Oyun anlayisinda fark cok fazla olmasa da mutlaka olmasi gerekli. Bu degisimi yapmazsaniz rakibin geride 11 kisi bekledigini, sizin 10 kisi kendi yari alaninizda oldugunuz ve orta sahanin bombos oldugu bir goruntu ortaya cikabiliyor.
Takimin preste pasif kalmasi cok sorun olmamali. Rakip tehlike yaratiyor gibi gorunebilir ancak buna hazirlikli oldugunuzu bilerek oynamaniz, o yediginiz baskinin bir kontra ile sonuclanabilecegini dusunmeniz gerekli. Eger surekli baski yiyorum, biraz daha fazla pres yapayim derseniz bu sefer hucuma hic cikamama gibi bir sorun ortaya cikiyor. Halbuki rakibin bu baskisinin sizin istediginiz bir sey oldugunu unutmamak gerekli.
Pas konusunda cok degisiklik taraftari degilim. Kontra oyunda zaten savunmacilar daha uzun paslarla, orta sahalar kisa/karisik paslarla, hucumcular kisa paslarla oynayacaktir (ofansif oyunda ise savunmacilar kisa paslarla, orta sahalar karisik/direkt paslarla, hucumcular direkt paslarla oynayacaktir - zaten bu yuzden hucum oyun anlayisi ile topa sahip olarak oynamak pek mumkun degil cunku orta saha ve hucum oyunculari surekli ileriyi dusunuyor). Ayrica Atletico'da Koke'yi playmaker olarak oynatinca, zaten o kendiliginden daha riskli paslar deneyecektir. Ayni sey Kenar Orta saha oynayan oyuncu icin de gecerli.
Dizilislerde genel olarak eger kontra veya defansif bir oyun anlayisi benimsiyorsaniz, DM ve MR/ML kullanmak daha dogru. Eger hucum oynuyorsaniz MC ve AMR/AML. AMR ve AML'nin, MR ve ML'den farki presi daha onde baslatmasi ve savunmaya daha gec geri donmesi veya donmemesi.
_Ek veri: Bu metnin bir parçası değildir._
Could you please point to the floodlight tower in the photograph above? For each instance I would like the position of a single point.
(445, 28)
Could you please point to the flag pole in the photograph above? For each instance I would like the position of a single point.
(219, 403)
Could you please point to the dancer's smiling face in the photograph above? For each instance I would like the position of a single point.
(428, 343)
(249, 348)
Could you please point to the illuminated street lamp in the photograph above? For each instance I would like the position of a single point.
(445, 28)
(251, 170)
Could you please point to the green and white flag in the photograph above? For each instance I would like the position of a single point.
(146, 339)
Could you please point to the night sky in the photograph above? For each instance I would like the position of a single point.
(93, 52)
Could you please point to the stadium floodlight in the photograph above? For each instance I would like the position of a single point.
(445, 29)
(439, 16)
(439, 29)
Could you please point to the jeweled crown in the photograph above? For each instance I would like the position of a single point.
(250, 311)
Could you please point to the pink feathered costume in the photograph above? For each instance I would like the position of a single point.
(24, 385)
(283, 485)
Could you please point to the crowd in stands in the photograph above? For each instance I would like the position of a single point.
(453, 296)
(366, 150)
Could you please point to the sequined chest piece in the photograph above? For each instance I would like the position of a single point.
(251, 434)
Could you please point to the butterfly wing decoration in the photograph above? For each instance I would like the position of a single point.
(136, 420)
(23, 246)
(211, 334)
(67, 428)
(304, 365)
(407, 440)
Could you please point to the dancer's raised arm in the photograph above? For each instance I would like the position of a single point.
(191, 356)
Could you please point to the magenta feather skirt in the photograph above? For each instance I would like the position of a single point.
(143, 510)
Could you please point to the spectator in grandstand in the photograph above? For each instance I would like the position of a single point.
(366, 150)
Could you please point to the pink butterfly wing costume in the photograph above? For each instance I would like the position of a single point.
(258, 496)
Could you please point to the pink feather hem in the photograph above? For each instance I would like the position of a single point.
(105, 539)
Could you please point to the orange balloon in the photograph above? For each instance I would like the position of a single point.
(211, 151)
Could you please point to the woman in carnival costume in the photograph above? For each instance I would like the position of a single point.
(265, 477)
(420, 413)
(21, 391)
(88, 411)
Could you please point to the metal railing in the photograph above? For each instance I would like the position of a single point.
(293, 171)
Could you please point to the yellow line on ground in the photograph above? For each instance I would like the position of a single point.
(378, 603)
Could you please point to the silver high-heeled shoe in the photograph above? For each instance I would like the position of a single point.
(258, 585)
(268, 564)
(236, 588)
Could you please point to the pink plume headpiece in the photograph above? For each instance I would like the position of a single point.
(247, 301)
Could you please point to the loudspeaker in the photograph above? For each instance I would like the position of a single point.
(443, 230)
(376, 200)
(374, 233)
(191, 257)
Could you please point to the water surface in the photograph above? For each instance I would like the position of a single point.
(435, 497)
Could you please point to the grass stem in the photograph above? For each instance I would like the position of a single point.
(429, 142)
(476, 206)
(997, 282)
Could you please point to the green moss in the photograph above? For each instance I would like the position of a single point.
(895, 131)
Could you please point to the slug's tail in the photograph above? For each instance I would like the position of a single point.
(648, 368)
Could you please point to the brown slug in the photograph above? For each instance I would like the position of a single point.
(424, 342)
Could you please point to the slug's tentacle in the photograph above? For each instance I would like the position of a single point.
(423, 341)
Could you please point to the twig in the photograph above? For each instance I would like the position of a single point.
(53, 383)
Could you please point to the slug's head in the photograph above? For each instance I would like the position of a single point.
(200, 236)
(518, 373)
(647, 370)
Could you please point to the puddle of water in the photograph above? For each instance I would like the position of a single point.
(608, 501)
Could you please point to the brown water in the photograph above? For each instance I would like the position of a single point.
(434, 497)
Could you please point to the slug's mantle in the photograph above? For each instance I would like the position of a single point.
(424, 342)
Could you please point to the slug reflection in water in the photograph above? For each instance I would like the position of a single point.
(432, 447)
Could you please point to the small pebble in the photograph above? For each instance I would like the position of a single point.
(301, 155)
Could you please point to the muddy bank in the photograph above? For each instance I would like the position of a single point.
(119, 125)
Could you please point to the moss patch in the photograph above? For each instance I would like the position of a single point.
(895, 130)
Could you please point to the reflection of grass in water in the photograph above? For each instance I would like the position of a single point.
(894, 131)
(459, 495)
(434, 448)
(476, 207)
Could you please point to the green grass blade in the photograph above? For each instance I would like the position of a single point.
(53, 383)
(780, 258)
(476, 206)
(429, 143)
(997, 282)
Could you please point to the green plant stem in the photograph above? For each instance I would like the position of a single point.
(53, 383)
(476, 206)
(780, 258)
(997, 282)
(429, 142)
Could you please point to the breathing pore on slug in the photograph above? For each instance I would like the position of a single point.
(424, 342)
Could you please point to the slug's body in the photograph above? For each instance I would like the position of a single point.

Atletico cok bariz bir 442 oynuyor bence. Top rakipteyken savunma ve orta saha 4-4 olarak diziliyor ve forvetlerden bir tanesi geriye gelerek destek veriyor (bu nedenle Torres'e defansif forvet/savun) digeri ise pas almak icin yakin oynuyor ama bos alan kovaliyor (bu nedenle sahte 9). Her iki merkez orta sahaya savun gorevi verdiginde, dizilisteki DM eksikligi cok sorun olmayacaktir.